Его квартира казалась особенно светлой и уютной в этот холодный октябрьский вечер… Официально здесь жили только Тобольцев, кухарка его, нянюшка да ее звери: слепая собака, глухая кошка, которую мальчишки вытащили из колодца, навсегда лишившуюся слуха от холодной ванны, да красивый, молодой петух. Он звонко пел на кухне, особенно громко в полночь и на заре, и это нравилось Тобольцеву… На самом же деле, все диваны и углы были заняты временными жильцами: молодежью без денег и без заработка.
В этот вечер, только Тобольцев сел обедать, раздался робкий, просительский звонок, и в переднюю вошел молодой человек в одном старом, наглухо застегнутом сюртуке. Шея была повязана красно-бурой тряпкой, когда-то шарфом. На ногах еле держались штиблеты, из которых наивно глядели пальцы. От просителя пахло водкой. Он дрожал от холода и униженно кланялся нянюшке, прося вызвать хозяина.
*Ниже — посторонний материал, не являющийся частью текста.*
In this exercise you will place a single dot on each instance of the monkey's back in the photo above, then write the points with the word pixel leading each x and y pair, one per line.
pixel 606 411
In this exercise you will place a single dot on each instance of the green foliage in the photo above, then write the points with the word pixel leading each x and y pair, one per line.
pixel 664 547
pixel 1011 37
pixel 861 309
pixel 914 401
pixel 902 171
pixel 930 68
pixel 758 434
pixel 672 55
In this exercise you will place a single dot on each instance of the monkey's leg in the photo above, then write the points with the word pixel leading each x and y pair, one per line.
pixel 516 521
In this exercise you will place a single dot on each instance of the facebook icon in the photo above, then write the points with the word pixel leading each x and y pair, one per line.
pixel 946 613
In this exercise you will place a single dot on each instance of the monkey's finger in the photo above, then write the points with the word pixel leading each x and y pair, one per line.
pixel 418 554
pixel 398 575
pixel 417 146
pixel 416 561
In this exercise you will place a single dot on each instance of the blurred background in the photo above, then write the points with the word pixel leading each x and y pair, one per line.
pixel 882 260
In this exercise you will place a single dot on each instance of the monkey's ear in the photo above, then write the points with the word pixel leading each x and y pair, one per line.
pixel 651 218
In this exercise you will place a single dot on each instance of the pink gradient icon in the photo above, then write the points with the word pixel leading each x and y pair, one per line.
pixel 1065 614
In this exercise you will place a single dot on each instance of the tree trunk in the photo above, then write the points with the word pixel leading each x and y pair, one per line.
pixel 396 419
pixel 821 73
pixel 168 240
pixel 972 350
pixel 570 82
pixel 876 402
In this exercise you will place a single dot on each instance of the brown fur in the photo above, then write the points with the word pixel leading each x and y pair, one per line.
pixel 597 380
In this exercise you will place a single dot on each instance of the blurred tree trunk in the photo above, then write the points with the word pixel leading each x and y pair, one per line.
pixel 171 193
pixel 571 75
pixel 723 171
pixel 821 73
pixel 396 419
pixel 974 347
Няня не выносила пьяных. Она попросила его уйти. Он начал грубо требовать «барина»… Старушка рассердилась.
— Что там такое? — раздался из столовой звучный баритон.
— Да, вот, батюшка, озорника Господь наслал… Не выживу никак… Не было печали… В третий раз приходит…
Проситель съежился, увидав высокую фигуру хозяина.
— Чем могу служить?
— Артист Чернов… По сцене — Чарский… Без ан-га-же-мента… Вот письмо… От Макcи…мова… А вот афиши…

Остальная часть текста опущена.